Jean Jacques Rousseau vive nel periodo precedente la rivoluzione borghese, è un soggetto al di fuori delle righe ed un anticipatore dei temi del romanticismo, è Ginevrino ed è particolarmente sfortunato nella vita personale, nella quale trascura anche la famiglia. Jean-Jacques nacque a Ginevra nel 1712, in un caldo mese di luglio. Sua madre morì quando aveva pochi giorni di vita. Suo padre era un orologiaio e gli insegnò a leggere, cosa molto importante per quei tempi. Saper leggere faceva già la differenza. Egli denuncia la società in cui vive non ritenendo la disuguaglianza sociale come inevitabile conseguenza della civilizzazione dell'uomo.

Nella sua ricerca volta all'appianamento delle differenze, egli arriva a prendere in considerazione l'uomo primitivo e da qui il titolo del suo libro: "Il buon selvaggio". L'idea che la società sia la causa fondamentale della corruzione e della degenerazione umana è ovviamente vera nel senso che essa sovrasta comunque l'individuo, ed anche se non lo 'educa', nel senso che non gli insegna, lo esclude dalla scuola delle materie e non gli inculca il sapere, comunque lo educa ai rapporti sociali consolidati, alle proprie credenze ed alle proprie abitudini.
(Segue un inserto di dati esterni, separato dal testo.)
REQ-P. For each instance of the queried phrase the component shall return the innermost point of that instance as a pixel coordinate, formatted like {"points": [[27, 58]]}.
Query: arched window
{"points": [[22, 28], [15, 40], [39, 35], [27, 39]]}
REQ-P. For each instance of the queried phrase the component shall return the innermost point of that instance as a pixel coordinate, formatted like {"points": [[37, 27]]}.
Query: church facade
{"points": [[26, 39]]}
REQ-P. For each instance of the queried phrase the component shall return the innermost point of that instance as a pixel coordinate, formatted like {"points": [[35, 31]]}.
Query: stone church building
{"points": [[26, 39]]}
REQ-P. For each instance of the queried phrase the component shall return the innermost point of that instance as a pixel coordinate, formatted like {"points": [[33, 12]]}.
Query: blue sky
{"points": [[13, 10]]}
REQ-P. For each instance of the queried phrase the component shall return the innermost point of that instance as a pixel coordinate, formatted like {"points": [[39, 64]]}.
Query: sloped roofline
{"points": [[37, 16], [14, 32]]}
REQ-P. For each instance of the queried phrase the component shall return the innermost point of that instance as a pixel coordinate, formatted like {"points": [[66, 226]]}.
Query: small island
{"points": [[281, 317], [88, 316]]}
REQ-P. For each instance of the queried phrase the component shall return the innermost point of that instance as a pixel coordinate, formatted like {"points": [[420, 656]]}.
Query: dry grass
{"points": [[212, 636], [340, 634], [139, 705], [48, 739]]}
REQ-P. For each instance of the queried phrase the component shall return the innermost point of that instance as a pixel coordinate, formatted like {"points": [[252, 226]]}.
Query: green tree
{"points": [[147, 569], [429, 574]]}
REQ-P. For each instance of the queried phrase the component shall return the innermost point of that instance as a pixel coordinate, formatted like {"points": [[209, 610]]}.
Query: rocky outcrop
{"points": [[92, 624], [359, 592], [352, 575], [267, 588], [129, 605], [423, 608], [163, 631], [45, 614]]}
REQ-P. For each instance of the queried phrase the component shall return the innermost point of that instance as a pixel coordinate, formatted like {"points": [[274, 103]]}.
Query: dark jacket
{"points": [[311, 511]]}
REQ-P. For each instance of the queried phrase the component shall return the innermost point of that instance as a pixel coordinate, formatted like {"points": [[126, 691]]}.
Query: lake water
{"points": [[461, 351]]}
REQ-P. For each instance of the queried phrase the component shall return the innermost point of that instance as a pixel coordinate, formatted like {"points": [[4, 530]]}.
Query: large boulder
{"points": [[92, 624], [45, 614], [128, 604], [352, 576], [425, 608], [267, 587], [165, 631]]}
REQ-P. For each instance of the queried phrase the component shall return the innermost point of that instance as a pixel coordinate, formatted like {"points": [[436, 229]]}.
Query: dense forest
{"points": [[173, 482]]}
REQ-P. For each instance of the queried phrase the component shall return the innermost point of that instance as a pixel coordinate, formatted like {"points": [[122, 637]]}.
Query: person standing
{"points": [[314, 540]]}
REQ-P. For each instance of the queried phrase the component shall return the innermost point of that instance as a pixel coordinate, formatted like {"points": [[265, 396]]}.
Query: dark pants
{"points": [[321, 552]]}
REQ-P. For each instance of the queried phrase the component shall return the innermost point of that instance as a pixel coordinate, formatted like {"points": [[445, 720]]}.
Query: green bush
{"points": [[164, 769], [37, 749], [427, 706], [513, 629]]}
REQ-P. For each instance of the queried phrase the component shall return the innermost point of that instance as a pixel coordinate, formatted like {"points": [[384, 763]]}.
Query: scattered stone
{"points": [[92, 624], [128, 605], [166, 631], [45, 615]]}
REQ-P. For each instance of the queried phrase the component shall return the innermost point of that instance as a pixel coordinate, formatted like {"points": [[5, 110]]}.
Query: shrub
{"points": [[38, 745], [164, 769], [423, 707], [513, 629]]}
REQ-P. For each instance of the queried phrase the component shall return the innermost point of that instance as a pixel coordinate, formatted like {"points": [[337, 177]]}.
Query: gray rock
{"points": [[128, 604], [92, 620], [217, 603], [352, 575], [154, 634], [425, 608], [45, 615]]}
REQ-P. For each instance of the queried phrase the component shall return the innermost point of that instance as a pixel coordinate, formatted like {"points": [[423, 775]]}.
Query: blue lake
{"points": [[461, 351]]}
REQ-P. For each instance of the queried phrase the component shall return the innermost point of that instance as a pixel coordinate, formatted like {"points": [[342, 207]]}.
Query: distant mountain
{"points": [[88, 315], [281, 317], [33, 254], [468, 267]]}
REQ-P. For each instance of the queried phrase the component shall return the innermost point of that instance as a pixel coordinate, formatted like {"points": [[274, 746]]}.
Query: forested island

Dunque lo costringe ad agire 'male', potremmo dire scorrettamente, 'falsamente', in modo inautentico, non genuino. I ruoli erano ricoperti dalle persone più valide e non trasmessi per discendenza, le leggi non scritte governavano le tribù, vi era un più alto senso di solidarietà, rispetto per le donne altrui, per il divino. Il tempo avrebbe dovuto fermarsi in quell'epoca.